All of these programs are financed by Proposition A, the half-cent sales tax approved by Los Angeles County voters in 1980. The measure gives San Gabriel Valley cities more than $9 million a year for public transportation, and they are spending the money in a variety of ways. Some cities are subsidizing taxi fares. Others are running dial-a-ride vans or fixed-route buses. And some are putting most of their money into bus stop shelters and park-and-ride lots for the RTD.

City officials say the strongest demand for public transit has come from the elderly and handicapped. Several cities had dial-a-ride programs for senior citizens and the disabled before Proposition A was passed, but the new money has brought expanded service.

Fares Range to 50 Cents

Alhambra, Azusa, Baldwin Park, Covina, El Monte, Glendora, La Verne, Monterey Park, Pasadena, Pomona, Rosemead, San Dimas, San Gabriel, South El Monte, South Pasadena, Temple City and West Covina all offer dial-a-ride to the elderly and handicapped at fares ranging from nothing to 50 cents. A few cities operate their own systems, but most contract with cab companies or minibus operators. The county offers the same sort of service in many unincorporated areas and La Puente will start a dial-a-ride for the elderly and handicapped next month.
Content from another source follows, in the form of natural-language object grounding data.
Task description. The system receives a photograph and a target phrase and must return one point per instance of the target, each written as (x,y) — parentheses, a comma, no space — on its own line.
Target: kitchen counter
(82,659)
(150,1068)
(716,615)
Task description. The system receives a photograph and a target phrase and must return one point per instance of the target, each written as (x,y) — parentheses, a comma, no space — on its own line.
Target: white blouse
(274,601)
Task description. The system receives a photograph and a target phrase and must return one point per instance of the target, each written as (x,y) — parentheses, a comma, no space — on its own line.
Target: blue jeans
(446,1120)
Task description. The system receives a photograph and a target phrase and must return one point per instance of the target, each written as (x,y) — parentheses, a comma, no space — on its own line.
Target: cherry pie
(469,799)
Arcadia, Claremont and Monrovia offer dial-a-ride service to everyone.

The program costs Arcadia $1 million a year, drawing on state and federal transit subsidies as well as Proposition A funds. Steven Bocian, assistant to the city manager, said 250,000 trips are made in a year and the passengers represent a cross section of the city's residents.

Vans pick up passengers at their door, usually within half an hour of being called, and will take them anywhere in the city limits. In a typical hour during one recent weekday afternoon, the passengers included an elderly woman going home from shopping, an elderly man going home from lunch, a man in his 30s going to get his car out of a repair shop, six high school students and a 29-year-old architectural draftsman returning from a job-hunting trip. The draftsman, like all the others, said he did not have access to a car or he would have used it.
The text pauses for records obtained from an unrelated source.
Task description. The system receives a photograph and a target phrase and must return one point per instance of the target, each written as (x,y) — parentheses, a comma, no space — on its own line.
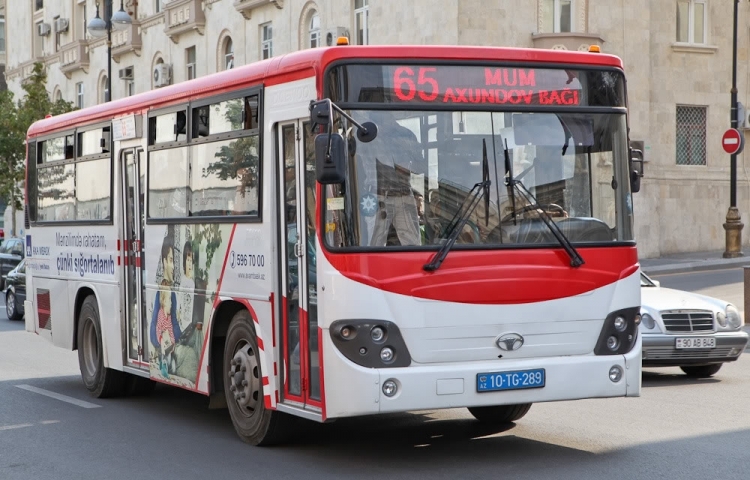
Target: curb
(717,264)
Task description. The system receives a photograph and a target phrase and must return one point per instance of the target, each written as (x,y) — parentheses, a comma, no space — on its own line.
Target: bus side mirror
(636,169)
(330,158)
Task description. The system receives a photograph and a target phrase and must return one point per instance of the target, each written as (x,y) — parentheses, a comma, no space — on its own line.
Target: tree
(14,123)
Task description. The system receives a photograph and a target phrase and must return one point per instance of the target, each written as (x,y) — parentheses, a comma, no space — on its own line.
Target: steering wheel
(528,208)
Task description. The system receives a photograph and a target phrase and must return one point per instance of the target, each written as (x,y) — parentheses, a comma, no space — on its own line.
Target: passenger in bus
(396,154)
(165,329)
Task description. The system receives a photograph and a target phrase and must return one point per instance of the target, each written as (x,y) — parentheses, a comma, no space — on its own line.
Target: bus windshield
(405,187)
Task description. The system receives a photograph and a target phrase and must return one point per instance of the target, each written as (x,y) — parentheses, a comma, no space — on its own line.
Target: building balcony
(246,7)
(126,41)
(575,41)
(183,16)
(73,57)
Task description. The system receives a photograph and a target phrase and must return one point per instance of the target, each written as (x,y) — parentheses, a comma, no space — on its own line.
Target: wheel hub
(244,380)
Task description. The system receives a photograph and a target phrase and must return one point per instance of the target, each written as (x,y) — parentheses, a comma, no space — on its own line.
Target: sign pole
(733,225)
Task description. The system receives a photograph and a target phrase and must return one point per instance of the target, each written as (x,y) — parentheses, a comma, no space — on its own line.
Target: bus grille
(688,321)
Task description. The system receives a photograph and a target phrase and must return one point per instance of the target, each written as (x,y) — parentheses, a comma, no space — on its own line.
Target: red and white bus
(346,231)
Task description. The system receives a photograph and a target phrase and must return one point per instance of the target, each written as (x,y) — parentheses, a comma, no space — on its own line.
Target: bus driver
(397,155)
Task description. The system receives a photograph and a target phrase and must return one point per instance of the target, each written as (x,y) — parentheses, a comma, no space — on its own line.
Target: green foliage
(15,122)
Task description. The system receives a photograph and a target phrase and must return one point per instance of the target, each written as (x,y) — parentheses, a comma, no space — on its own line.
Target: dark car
(11,254)
(15,292)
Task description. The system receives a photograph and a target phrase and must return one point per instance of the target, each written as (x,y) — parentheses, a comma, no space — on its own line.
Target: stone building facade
(677,56)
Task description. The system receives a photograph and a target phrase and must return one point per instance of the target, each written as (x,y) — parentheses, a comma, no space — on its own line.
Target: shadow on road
(652,379)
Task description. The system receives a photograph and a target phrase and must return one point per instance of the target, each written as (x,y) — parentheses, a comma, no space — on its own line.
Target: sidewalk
(688,262)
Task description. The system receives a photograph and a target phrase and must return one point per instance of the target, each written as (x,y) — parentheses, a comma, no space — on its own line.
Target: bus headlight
(619,332)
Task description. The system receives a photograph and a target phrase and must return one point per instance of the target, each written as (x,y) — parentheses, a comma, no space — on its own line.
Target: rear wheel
(101,382)
(703,371)
(500,413)
(11,309)
(243,386)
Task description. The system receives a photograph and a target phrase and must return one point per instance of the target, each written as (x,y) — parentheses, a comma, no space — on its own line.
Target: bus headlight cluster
(619,332)
(371,343)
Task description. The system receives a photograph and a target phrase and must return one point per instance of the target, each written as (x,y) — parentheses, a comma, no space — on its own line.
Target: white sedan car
(694,332)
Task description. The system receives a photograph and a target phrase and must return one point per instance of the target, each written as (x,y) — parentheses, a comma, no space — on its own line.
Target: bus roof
(303,64)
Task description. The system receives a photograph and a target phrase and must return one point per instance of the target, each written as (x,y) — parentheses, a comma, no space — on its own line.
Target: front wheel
(703,371)
(11,309)
(243,386)
(101,382)
(500,413)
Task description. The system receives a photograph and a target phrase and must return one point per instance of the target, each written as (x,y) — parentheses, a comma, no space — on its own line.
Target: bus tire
(500,413)
(702,371)
(243,386)
(101,382)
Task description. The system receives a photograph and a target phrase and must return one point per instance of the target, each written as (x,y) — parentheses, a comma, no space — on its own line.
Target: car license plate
(695,342)
(517,380)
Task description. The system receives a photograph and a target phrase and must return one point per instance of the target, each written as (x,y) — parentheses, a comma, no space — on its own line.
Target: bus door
(133,174)
(299,307)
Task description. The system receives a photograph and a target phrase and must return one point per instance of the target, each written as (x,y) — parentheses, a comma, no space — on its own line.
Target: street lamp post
(97,27)
(733,225)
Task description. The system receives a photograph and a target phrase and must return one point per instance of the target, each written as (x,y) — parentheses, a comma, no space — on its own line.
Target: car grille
(671,353)
(688,320)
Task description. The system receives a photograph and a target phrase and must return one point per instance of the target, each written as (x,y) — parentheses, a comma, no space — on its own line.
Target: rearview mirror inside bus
(636,169)
(330,158)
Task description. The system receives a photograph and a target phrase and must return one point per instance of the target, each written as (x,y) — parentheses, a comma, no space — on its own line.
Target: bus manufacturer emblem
(509,342)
Bus driver Pamela Morgan said some riders leave cars at home because it is easier to take the dial-a-ride, but most passengers do not have that option.

Encouraging people to leave their cars home is one goal of Pasadena's Shopper Shuttle. The city uses Proposition A funds to pay the RTD to run buses along Colorado Boulevard and South Lake Avenue every 10 minutes from 11 a.m. to 3 p.m. weekdays and 10 a.m. to 5 p.m. Saturdays.

'Trapped' Without Cars

Dave Barnhart, Pasadena traffic and transportation engineer, said one reason people often give for not taking the bus or car-pooling to work is that they "feel trapped" during the day when they can't use their car to go to lunch or run errands. The Shopper Shuttle, he said, gives downtown Pasadena workers access to restaurants and shops at midday without using their cars.
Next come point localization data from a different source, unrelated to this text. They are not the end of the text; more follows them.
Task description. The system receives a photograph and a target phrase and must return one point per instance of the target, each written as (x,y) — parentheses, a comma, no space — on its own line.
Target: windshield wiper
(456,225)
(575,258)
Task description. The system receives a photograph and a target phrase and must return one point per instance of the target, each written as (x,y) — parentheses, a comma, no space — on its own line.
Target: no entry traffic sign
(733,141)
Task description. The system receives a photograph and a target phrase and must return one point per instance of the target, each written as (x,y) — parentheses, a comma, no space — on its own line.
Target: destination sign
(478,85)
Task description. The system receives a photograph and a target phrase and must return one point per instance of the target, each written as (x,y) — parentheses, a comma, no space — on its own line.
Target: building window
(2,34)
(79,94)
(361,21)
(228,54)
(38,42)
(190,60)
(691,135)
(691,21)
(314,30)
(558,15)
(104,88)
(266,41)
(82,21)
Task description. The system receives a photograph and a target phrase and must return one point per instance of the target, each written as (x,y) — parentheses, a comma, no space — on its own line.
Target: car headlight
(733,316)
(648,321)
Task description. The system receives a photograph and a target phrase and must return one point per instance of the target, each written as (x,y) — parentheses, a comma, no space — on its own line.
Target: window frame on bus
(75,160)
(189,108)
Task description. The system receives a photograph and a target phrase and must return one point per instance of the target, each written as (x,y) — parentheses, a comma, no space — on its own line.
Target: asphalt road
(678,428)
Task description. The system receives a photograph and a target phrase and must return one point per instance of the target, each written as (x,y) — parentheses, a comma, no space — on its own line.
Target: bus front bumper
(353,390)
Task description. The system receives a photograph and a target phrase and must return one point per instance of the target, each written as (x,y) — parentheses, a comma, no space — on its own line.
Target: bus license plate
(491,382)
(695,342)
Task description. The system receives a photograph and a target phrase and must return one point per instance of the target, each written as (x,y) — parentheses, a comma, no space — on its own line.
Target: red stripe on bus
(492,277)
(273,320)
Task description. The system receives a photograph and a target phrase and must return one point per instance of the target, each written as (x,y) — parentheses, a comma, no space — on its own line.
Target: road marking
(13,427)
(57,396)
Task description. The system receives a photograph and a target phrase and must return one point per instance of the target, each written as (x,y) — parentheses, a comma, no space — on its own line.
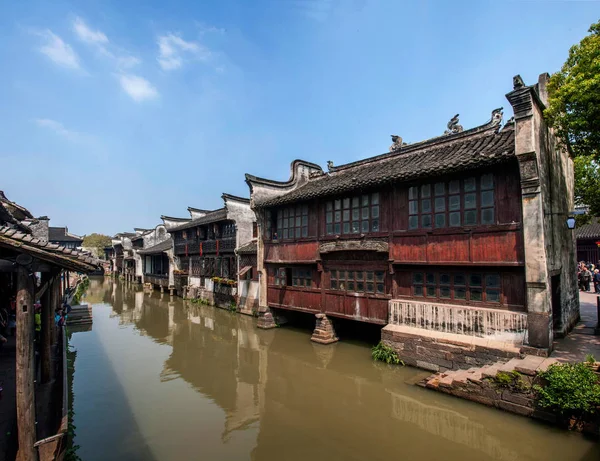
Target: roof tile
(412,162)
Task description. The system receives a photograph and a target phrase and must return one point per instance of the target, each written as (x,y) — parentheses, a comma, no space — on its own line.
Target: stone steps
(80,315)
(529,365)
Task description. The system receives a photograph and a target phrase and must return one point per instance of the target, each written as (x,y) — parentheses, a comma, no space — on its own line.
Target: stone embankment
(80,315)
(504,385)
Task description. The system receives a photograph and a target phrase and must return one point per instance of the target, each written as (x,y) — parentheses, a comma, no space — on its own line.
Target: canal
(161,379)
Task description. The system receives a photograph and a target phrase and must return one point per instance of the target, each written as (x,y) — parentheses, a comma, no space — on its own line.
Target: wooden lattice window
(358,281)
(301,277)
(455,203)
(352,215)
(292,222)
(458,286)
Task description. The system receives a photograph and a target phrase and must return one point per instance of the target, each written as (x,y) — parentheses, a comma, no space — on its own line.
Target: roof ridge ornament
(453,126)
(497,115)
(397,143)
(518,82)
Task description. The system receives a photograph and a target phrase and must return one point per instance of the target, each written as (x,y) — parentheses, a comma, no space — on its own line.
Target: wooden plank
(25,367)
(46,333)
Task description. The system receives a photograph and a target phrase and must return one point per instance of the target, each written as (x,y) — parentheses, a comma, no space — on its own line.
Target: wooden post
(55,303)
(48,301)
(25,367)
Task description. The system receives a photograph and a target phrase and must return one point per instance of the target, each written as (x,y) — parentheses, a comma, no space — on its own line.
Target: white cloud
(207,29)
(172,49)
(88,35)
(58,128)
(138,88)
(98,39)
(58,51)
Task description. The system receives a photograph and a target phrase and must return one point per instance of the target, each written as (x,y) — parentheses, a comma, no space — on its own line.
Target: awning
(244,270)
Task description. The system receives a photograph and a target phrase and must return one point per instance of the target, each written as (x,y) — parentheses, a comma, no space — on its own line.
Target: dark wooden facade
(447,239)
(207,250)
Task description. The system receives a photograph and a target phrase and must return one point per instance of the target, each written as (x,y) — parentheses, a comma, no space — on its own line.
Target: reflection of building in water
(308,393)
(222,360)
(450,425)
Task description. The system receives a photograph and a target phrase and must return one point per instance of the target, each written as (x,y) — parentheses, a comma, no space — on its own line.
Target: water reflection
(210,385)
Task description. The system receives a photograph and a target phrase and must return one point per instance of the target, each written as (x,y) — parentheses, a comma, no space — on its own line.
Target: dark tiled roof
(588,231)
(158,248)
(59,234)
(46,251)
(213,216)
(247,248)
(440,155)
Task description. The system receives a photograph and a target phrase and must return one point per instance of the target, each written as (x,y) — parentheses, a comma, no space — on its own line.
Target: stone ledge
(434,350)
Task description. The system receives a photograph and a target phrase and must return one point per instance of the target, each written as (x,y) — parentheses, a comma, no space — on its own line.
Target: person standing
(597,281)
(586,277)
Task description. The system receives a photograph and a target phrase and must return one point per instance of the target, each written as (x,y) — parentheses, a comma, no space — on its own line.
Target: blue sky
(113,113)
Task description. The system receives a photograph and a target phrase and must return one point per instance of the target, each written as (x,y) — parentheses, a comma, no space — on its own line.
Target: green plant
(81,289)
(384,353)
(511,380)
(570,389)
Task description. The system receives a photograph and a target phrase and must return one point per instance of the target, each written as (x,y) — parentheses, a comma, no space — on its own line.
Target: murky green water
(163,380)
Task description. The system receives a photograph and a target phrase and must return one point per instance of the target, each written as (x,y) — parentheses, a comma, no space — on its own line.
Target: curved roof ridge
(489,128)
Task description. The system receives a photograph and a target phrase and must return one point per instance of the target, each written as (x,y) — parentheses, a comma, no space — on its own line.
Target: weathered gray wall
(547,196)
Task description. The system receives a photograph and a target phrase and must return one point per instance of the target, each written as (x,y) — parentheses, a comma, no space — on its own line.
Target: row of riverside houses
(209,256)
(32,268)
(459,240)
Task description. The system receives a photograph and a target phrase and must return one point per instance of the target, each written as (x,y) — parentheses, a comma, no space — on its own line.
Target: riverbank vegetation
(384,353)
(81,289)
(571,390)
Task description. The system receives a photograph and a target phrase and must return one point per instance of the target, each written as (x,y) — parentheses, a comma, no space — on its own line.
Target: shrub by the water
(570,389)
(386,354)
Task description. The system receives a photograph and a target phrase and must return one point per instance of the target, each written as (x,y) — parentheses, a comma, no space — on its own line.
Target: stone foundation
(324,332)
(496,324)
(507,386)
(266,320)
(432,350)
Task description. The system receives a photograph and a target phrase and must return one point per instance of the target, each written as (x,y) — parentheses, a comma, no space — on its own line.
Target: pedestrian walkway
(8,408)
(581,341)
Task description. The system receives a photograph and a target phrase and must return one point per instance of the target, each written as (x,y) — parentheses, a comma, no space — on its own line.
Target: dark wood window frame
(450,204)
(301,277)
(294,277)
(358,281)
(359,214)
(476,287)
(292,223)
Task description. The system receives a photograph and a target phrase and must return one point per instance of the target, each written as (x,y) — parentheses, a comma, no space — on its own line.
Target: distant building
(460,239)
(205,250)
(588,242)
(61,236)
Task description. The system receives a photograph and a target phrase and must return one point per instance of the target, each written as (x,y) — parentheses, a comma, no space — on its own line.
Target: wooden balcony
(209,247)
(157,279)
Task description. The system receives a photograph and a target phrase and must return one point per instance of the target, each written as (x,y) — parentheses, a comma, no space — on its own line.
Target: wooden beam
(25,367)
(47,324)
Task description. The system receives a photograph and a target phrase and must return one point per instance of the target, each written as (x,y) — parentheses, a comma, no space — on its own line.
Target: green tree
(587,186)
(97,242)
(574,97)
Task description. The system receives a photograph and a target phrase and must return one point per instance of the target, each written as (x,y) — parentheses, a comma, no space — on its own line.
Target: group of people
(588,276)
(8,319)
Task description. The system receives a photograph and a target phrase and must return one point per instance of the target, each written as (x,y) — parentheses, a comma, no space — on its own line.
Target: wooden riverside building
(33,268)
(458,237)
(205,247)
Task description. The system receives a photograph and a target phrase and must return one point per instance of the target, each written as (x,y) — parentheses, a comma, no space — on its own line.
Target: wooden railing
(192,247)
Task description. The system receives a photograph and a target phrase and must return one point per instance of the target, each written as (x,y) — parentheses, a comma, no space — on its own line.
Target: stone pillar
(48,306)
(324,332)
(25,367)
(528,109)
(266,320)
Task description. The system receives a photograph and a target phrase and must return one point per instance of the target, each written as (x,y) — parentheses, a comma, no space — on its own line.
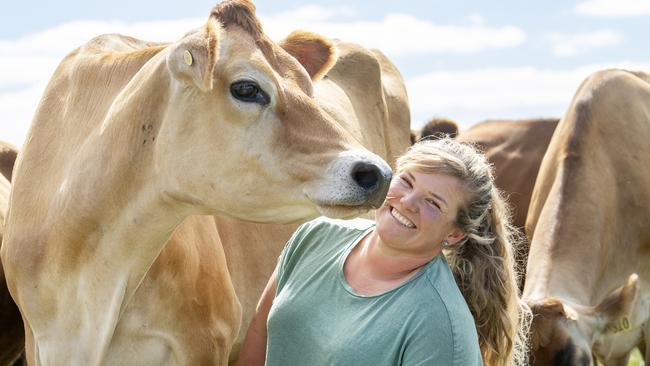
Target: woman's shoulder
(452,310)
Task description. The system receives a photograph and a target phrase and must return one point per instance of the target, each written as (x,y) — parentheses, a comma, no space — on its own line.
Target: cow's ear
(618,311)
(192,59)
(314,52)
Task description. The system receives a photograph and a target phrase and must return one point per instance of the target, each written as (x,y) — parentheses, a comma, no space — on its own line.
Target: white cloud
(614,8)
(477,94)
(574,44)
(399,35)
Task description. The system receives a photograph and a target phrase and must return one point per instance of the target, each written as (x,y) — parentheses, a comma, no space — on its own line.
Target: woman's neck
(383,263)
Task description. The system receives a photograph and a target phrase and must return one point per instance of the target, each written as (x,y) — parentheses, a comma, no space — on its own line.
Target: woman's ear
(455,236)
(314,52)
(192,59)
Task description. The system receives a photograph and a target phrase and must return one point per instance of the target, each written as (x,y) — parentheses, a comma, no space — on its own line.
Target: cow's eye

The shuttle, which began in November, is not yet a success, however. It is averaging 180 riders a day, which Barnhart said is half the ridership needed to make the service worthwhile. The city has contracted for the shuttle to continue on a trial basis until Aug. 3.

City Director Rick Cole has suggested using Proposition A money to build and run a trolley line along Colorado Boulevard and South Lake Avenue. Developer John Wilson is seeking city approval to build a trolley line around the Pasadena Marketplace project in Old Town, but he has not asked for any subsidy from Proposition A funds.

Cole said he believes that a trolley line could be enough of a tourist attraction to justify the cost, although what it would cost to build and run the line is not yet clear.

SH Matter of Guesswork

Duarte City Manager Ken Caresio said figuring out what will work in local transportation is sometimes a matter of guesswork. He said Duarte decided to run a shuttle bus through the city partly because it is cheaper than dial-a-ride. Also, Caresio said, he had heard that dial-a-ride systems can get flooded with requests during rush hours, resulting in angry and frustrated passengers.

Caresio said the city decided to take a chance on shuttle service even though "we didn't know whether anybody would use it. The public wasn't clamoring for it."

But ridership has been so high (up to 400 passengers a day) that Duarte is going to trade its 22-passenger bus for one that seats 40.